The Cookie Hack: using mod_perl to make IE7 think you're not using Basic Auth (even though you are)
You may have heard that the forthcoming MSIE 7 web browser made some "enhancements" for Basic Authentication (warning or optionally disallowing it unless used over SSL). You could buy a certificate or try converting to digest auth or you could implement a cookie hack. It goes something like this (assuming you're running Apache 1.3 with mod_perl):
- Create an ErrorDocument 401 with an external redirect to an HTML page with a login form. Normally it's a bad idea to put external redirects on your 401 documents (because it turns them into 302s [or is it 301s?]). Anyway, it's still a bad idea but that's OK because this whole thing is a bad idea.

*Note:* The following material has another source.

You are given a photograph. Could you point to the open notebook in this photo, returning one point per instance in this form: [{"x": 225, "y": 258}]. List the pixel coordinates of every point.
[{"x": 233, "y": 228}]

Create a "login form" page that looks something like this:
<script> window.onload = function () { var F = document.forms['login']; F.onsubmit = function () { document.cookie = "auth=" + btoa(F['username'].value + ':' + F['password'].value); location.href = 'http://example.net/URL/THAT/REQUIRES/LOGIN'; return false; // probably not necessary }; }; </script> <form name="login"> <input type="text" name="username"> <input type="password" name="password"> <input type="submit" value="log in"> </form>The above uses the little-known btoa() function. It encodes to base64. Too bad MSIE doesn't support it. You'll need to find or write your own base64 encoder. But then you've just screwed all the browsers that aren't running javascript. So then you write yourself some server-side CGI/PHP/ASP/JSP code that sets the cookie instead. Whatever you do, the result is a cookie called "auth" with a value that should look just like the right side of a typical "Authorization: Basic" HTTP header.

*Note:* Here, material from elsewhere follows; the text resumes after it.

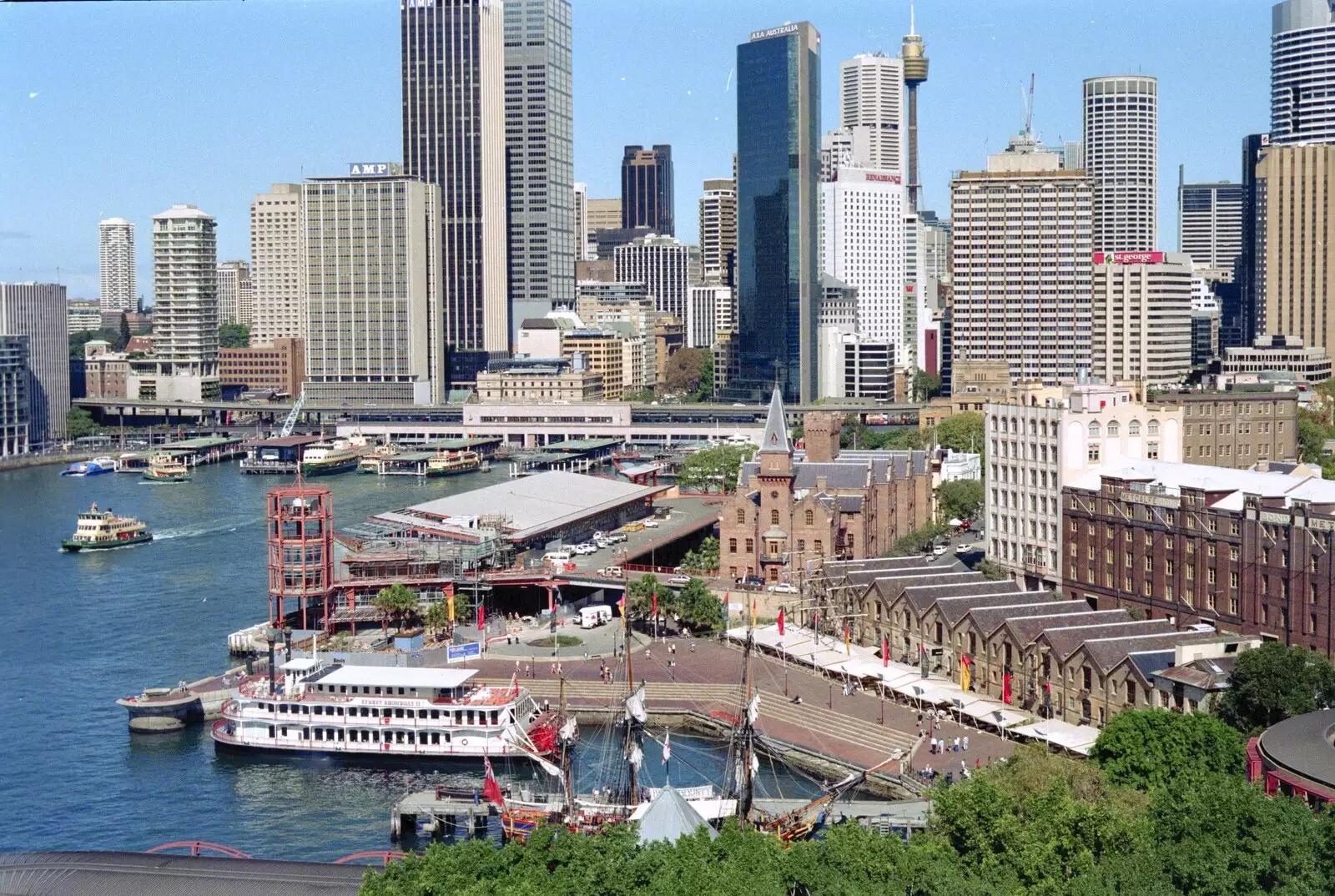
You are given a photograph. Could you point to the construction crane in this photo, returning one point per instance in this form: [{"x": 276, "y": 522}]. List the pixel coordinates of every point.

Here's the fun hack part. Write a mod_perl HeaderParserHandler that does something like this:
use Apache::Constants 'DECLINED'; sub handler { my $r = shift; my $h = $r->headers_in(); return DECLINED if $h->{Authorization}; if (my $c = $h->{Cookie}) { for (split /\s*,\s*/, $c) { if (m{\bauth=([a-zA-Z\d\+/]+)}) { $h->{Authorization} = "Basic $1"; last; } } } DECLINED; }Now when Apache sees one of our "auth" cookies coming in, we make it think that you actually sent an "Authorization" header. If it's correct, it lets you in. If it's wrong, you get a 401 and get redirected back to your login page.

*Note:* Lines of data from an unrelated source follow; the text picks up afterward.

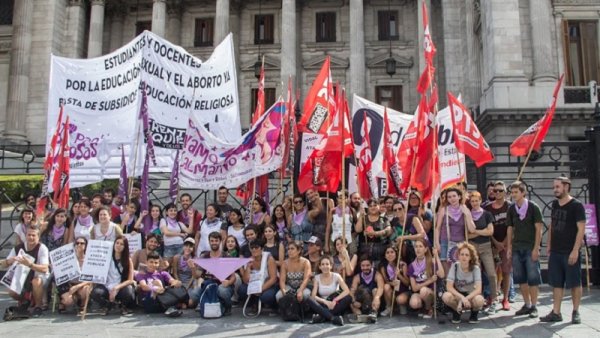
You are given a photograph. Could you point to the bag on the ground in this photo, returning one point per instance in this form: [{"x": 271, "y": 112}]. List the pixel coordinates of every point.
[
  {"x": 172, "y": 296},
  {"x": 289, "y": 308},
  {"x": 209, "y": 304}
]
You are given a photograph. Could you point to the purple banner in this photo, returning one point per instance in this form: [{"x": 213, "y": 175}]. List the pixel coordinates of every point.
[{"x": 591, "y": 225}]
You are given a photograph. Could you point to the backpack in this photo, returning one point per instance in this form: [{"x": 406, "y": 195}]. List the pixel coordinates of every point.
[
  {"x": 289, "y": 308},
  {"x": 209, "y": 305}
]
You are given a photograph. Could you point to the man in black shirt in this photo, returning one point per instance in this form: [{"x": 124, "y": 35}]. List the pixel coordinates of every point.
[{"x": 564, "y": 241}]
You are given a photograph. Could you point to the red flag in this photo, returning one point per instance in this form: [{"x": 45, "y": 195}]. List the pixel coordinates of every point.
[
  {"x": 319, "y": 104},
  {"x": 467, "y": 137},
  {"x": 528, "y": 139},
  {"x": 364, "y": 174},
  {"x": 426, "y": 78},
  {"x": 390, "y": 162},
  {"x": 60, "y": 182},
  {"x": 428, "y": 46},
  {"x": 407, "y": 150},
  {"x": 260, "y": 96}
]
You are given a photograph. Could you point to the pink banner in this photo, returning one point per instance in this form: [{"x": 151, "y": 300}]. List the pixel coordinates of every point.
[
  {"x": 221, "y": 267},
  {"x": 591, "y": 225}
]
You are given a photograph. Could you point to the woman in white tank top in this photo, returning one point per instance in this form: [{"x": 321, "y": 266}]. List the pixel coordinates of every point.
[{"x": 330, "y": 296}]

It's just as "secure" as always (that is, not at all) but it does have some advantages over basic auth:
- Delete the cookie, and you're logged out. No need for a browser shutdown as in basic
- Add an expiration date to the cookie, and your login "session" can survive a browser shutdown
- Set the domain of the cookie to .example.com and suddenly you don't have to maintain separate logins for http://www.example.com/ and http://example.com/ perhaps even https://www.example.com/
If you really want to run with this, you could work around the insecurity by encrypting the the username and password on the client side and expanding the mod_perl handler to decrypt before setting up the fake auth header. You'll have to figure out how to pass the key securely.